Gradually, a larger proportion of Australians are becoming renters, and not feeling “comfortable and relaxed” at all.
As economist Janine Dixon puts it, a great proportion of renters means “the stock of housing is becoming concentrated into fewer hands”.
That is not the only reason that ‘growth’ is not producing a widespread glow of content.
Between March 2012 and December 2015, ‘gross domestic product’ growth became less relevant to Australian lives than another metric – the rather sexily named ‘real net national disposable income per capita’.
‘Gross domestic product’ (GDP) estimates the value of everything produced by the Australian economy, but ‘gross national income’ (GNI) measures how much of that product belongs to Australians.

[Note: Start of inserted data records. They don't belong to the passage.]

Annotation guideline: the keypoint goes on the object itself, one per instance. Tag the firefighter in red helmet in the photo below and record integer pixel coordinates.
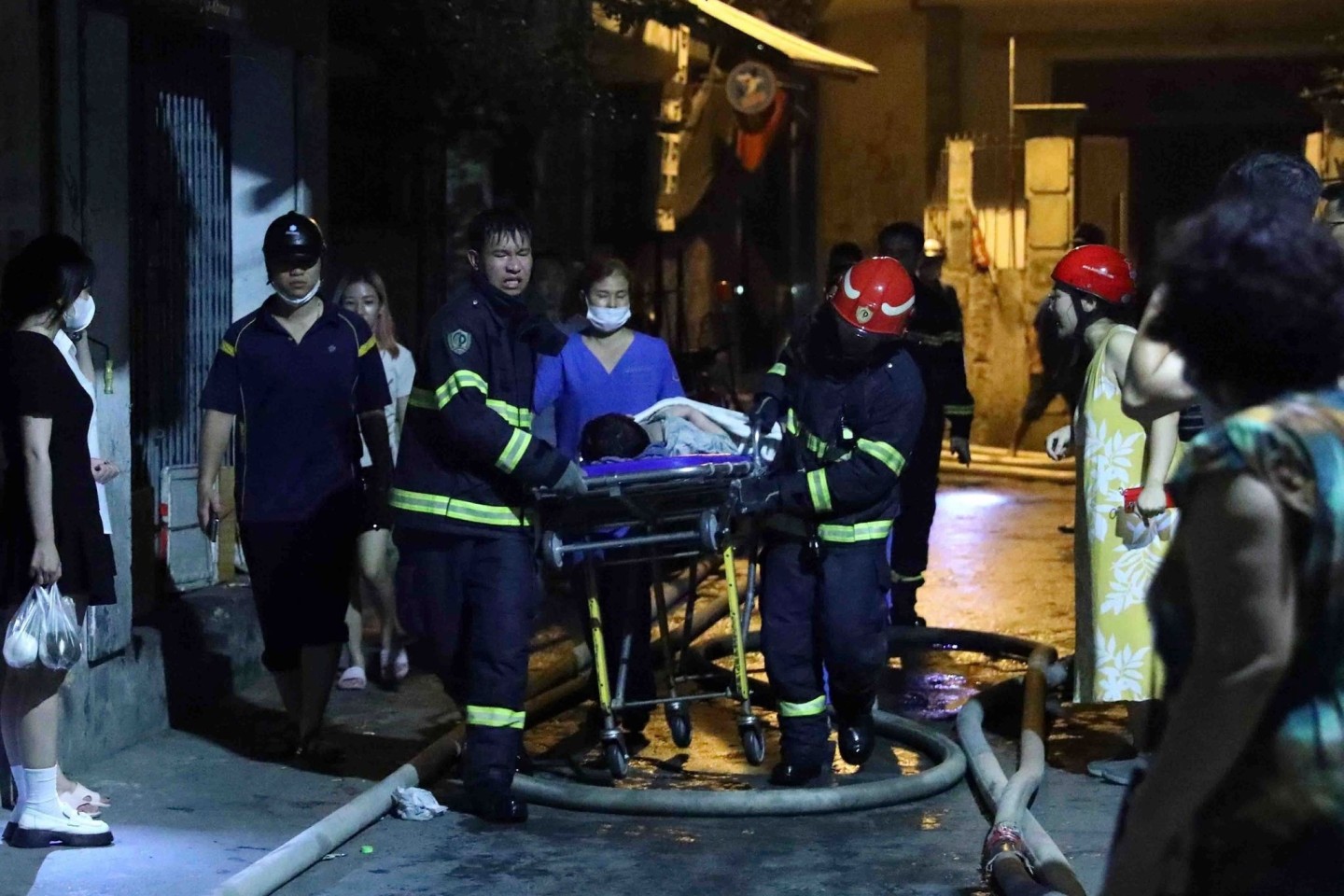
(1097, 272)
(851, 402)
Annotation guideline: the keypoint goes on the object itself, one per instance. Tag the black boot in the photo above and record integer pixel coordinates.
(902, 611)
(497, 804)
(857, 739)
(788, 774)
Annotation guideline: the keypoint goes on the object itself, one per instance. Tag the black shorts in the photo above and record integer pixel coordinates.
(300, 577)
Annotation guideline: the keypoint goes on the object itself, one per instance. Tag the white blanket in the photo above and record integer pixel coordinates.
(734, 422)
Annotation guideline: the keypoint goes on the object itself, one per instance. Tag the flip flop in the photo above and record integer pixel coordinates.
(81, 800)
(353, 679)
(400, 665)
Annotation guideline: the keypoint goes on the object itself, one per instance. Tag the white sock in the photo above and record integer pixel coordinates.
(21, 783)
(42, 791)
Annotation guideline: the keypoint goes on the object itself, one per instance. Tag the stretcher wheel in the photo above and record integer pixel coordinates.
(710, 531)
(753, 742)
(679, 723)
(552, 546)
(617, 759)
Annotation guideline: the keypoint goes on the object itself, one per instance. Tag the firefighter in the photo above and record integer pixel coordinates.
(934, 342)
(468, 581)
(851, 403)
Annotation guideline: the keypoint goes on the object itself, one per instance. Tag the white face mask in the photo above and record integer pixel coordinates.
(79, 315)
(609, 320)
(300, 302)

Some of the income produced in Australia flows to overseas investors and, likewise, the overseas investments owned by Australian residents send income flowing back into the country.
These flows often balance out, meaning GDP is often pretty close to GNI.
But Dr Dixon points out that for 16 straight quarters, the falling prices of Australia’s exports and the rising prices of imports, made those two figures diverge.
Between March 2012 and December 2015, GDP growth looked fine, but national income, adjusted for inflation, went backwards in per-capita terms – hence the fall in ‘real net national disposable income per capita’, also know as the ‘income recession’.
It doesn’t end there. Young Australians joining the workforce during that period suffered not only a real income recession, but also found themselves in one of the most insecure workplaces seen for decades thanks to casualisation and the expanding ‘gig economy’.
These are the kinds of details that get lost when headline growth figures are bandied about.
Economists often cop a pasting in the media for producing ‘wrong’ numbers when in fact their figures are usually pretty solid, give or take a bit of statistical error.
What’s often missing is recognition by our political leaders that all that ‘growth’, while welcome, is divvied up very differently between the haves and have-nots.
Often it’s the things not included in the measures – such as home ownership – that are more important to voters than ‘growing the pie’.
Big pies are wonderful, but most people instinctively know if they’re not getting their fair slice.